John Wight Duff, FBA (1866–1944), often abbreviated as J. Wight Duff, was a Scottish classicist and academic. He was Professor of Classics at Armstrong College, Durham from 1898 to 1933.

== Education ==
Born in Dundee on 4 September 1866, Duff was the son of an iron founder, William Duff and his wife, Sarah Fergusson Wight. His grandfather was a well-known brass founder and Provost of Greenock, where the family had a connection with James Watt, the engineer. John attended Aberdeen Grammar School, winning gold medals each year he was at the school and leaving as Latin dux in 1882. He then read classics at the University of Aberdeen, graduating with first-class honours in 1886 and winning the Simpson Prize for best graduate in Ancient Greek. He then completed a classics degree at Pembroke College, Oxford, with an open scholarship, graduating with first-class honours in 1890.

== Career ==
Duff was appointed an assistant professor of Greek at the University of Aberdeen in 1891, and then moved to Durham College of Science (later reformed as Armstrong College, Durham) in 1893 to be Professor of Classics and English. Five years later, the chair was split and he was appointed Professor of Classics, serving until he retired in 1933. During this period, he edited Samuel Johnson's Lives of Milton and Addison (1900) and produced a collection of Lord Byron's poetry (1904). He authored A Literary History of Rome in 1909 and produced an updated edition the next year; this was followed by Writers of Rome (1923) and A Literary History of Rome in the Silver Age (1927). He was also Vice-Principal of Armstrong College in 1918, and from 1921 to 1924 and then again from 1926 to 1933.
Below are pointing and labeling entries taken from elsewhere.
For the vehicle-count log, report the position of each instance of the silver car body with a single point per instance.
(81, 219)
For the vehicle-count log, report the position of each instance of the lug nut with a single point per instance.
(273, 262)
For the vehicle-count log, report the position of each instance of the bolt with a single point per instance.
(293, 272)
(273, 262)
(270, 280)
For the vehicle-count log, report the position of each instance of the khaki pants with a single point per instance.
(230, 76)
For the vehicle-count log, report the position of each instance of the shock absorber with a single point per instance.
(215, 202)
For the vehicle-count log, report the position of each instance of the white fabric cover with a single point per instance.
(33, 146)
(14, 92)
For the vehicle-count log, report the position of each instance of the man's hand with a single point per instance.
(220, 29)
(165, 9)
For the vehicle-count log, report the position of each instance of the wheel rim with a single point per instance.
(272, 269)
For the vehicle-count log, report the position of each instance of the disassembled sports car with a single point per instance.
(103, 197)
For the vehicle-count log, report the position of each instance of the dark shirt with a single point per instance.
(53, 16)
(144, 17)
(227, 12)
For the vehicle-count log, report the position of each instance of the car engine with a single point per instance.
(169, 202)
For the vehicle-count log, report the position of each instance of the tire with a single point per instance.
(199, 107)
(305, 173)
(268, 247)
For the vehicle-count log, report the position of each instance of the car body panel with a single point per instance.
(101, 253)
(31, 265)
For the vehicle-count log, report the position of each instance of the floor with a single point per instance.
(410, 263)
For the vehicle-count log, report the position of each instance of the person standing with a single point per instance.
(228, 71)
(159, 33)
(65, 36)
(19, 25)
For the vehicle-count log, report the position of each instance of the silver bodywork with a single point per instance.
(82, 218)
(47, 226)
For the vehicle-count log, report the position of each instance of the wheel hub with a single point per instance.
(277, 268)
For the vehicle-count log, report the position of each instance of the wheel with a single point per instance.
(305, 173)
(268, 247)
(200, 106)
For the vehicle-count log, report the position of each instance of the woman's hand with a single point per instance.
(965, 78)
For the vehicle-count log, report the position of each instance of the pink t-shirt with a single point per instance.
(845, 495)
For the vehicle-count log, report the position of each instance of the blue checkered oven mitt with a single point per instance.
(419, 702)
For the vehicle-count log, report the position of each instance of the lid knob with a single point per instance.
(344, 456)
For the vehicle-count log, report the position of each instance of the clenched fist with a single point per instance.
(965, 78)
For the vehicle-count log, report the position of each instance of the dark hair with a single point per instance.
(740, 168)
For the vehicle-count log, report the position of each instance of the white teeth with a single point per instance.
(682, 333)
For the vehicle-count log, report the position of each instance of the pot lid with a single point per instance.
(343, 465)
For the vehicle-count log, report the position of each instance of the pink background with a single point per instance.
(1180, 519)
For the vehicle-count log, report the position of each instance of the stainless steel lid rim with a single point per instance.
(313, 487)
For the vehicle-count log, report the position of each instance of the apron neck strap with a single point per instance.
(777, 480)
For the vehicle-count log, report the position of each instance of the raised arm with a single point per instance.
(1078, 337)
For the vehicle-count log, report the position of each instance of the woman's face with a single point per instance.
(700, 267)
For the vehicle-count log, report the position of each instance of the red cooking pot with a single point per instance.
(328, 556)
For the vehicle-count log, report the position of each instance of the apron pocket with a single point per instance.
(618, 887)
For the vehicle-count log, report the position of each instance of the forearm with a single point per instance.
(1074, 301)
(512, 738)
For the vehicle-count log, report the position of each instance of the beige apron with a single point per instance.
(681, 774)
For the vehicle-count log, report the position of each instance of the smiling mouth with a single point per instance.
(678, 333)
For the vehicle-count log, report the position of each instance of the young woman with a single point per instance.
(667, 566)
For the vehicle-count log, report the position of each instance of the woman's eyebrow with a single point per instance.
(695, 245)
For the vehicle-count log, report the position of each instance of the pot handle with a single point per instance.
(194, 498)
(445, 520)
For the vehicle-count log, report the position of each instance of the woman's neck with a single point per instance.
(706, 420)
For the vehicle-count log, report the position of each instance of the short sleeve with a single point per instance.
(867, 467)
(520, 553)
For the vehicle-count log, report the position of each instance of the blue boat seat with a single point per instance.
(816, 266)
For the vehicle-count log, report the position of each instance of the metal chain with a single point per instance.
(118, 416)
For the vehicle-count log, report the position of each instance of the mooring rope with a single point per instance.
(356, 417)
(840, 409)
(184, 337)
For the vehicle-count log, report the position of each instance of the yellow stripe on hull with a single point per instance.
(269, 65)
Duff received an honorary DLitt degree from Durham University in 1910, and received DLitt degrees from the University of Oxford and the University of Aberdeen in 1911, the former in recognition of his Literary History of Rome (1909). He was elected a Fellow of the British Academy in 1930.

== Later life ==
In retirement, Duff continued to write; with Arnold Mackay Duff (his son [1900-1976]), he produced Minor Latin Poets: With Introductions and English Translations in 1934 and two years later completed Roman Satire: Its Outlook on Social Life (published by Cambridge University Press). He died on 8 December 1944, aged 78.